DOSSIER

Les cantines n’ont pas encore trouvé la bonne recette !

dessin-vdp-403Elles font tellement partie du paysage que beaucoup de parents n’imaginent pas s’en passer. Les cantines n’ont pourtant aucun caractère obligatoire. Rien dans les textes n’oblige une commune, un département ou une région à mettre à la disposition de ses administrés un service de restauration dans les établissements scolaires dont il a la charge.

Dans la pratique, heureusement, la très grande majorité des collectivités locales ont mis en place des systèmes de restauration collective à destination des élèves dont l’utilité va bien au-delà de la seule aide aux parents qui travaillent. Les cantines sont aussi des lieux d’apprentissage de la vie en communauté, des endroits où l’on peut sensibiliser les jeunes à la nutrition et au gaspillage alimentaire. Elles jouent également un rôle central dans la lutte contre l’obésité ou contre la pauvreté. Mais encore faut-il qu’elles aient les moyens de jouer pleinement leur rôle. Or, si de belles initiatives voient régulièrement le jour, beaucoup de cantines n’ont toujours pas fait évoluer leurs pratiques.

 

 

Chaque jour, en France, plus de 6 millions de repas sont servis dans les restaurants scolaires. Un vrai succès ! Pourtant, pour les collectivités locales qui en ont la charge, proposer un service de restauration scolaire n’est pas une mince affaire. Il faut trouver des locaux, investir dans du matériel, recruter du personnel compétent. Il faut respecter des process stricts en matière d’hygiène, d’approvisionnement, de manipulation et de stockage des denrées, de tri des déchets, de traçabilité… Il faut par ailleurs s’assurer que les menus proposés soient variés, équilibrés et, conformément à la règlementation, composés de 4 ou 5 plats, dont un plat principal accompagné d’une garniture et un produit laitier, le tout en respectant un budget très strict. Il faut enfin organiser le service de manière à ce que tous les enfants aient le temps de manger sans se presser (un délai de 30 minutes, attente non comprise, est préconisé). Ces contraintes sont si lourdes qu’environ un quart des communes a fait le choix de déléguer cette tâche à des sociétés privées.

« Faire appel à un prestataire nous permet surtout d’avoir un interlocuteur unique et de profiter de services que nous ne pourrions pas assurer par nous-mêmes, comme l’organisation d’animations dans les établissements, la facturation mensuelle au repas consommé ou le paiement en ligne par carte bancaire ou par prélèvement, explique Martial Blanc, le responsable de la restauration scolaire des Hauts-de-Seine dont les services restauration de 66 collèges ont été confiés à la société Elior. En contrepartie, nous avons cinq agents qui tournent dans les collèges pour vérifier que tous les aspects du contrat sont respectés ».

 

HD-403---cantine-AFPDe nombreuses plaintes au menu

Il faut dire qu’en matière de restauration des enfants, peut-être plus que dans tout autre domaine, les attentes sont fortes. Et les plaintes fréquentes. Trop chère, trop bruyante, mal organisée, mal encadrée… les griefs faits aux cantines sont variés. Nombreux aussi sont ceux qui se plaignent de n’avoir pu y inscrire leur enfant faute de places ou d’accessibilité. A tel point que le médiateur de la République a dû, à plusieurs reprises, rappeler que le fait de refuser un enfant à la cantine pouvait être assimilé à une discrimination. Mais de tous les aspects, ceux qui reviennent le plus souvent sur la table sont liés à la qualité des plats proposés. Les aliments utilisés, leur goût et la taille des portions servies sont au centre de la plupart des récriminations.
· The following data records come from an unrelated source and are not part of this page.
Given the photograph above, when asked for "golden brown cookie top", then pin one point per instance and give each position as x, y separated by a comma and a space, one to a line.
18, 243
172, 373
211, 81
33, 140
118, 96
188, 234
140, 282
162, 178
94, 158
« Si certains plats proposés sont bons, d’autres ne sont pas acceptables, soit parce que les recettes sont trop compliquées et inadaptées aux enfants, soit parce que leur réchauffage pose problème, confirme Peggy Piétré, parent d’élèves élue PEEP à Neuilly-sur-Seine (92) et membre de la commission départementale des menus. Je comprends que le fait de préparer certains plats en grandes quantités pose des difficultés, mais dans ce cas, il vaut mieux ne pas les mettre au menu. Je suis même certaine qu’il suffirait parfois de peu de chose pour améliorer le résultat, mais la société rechigne souvent à modifier sa manière de faire ».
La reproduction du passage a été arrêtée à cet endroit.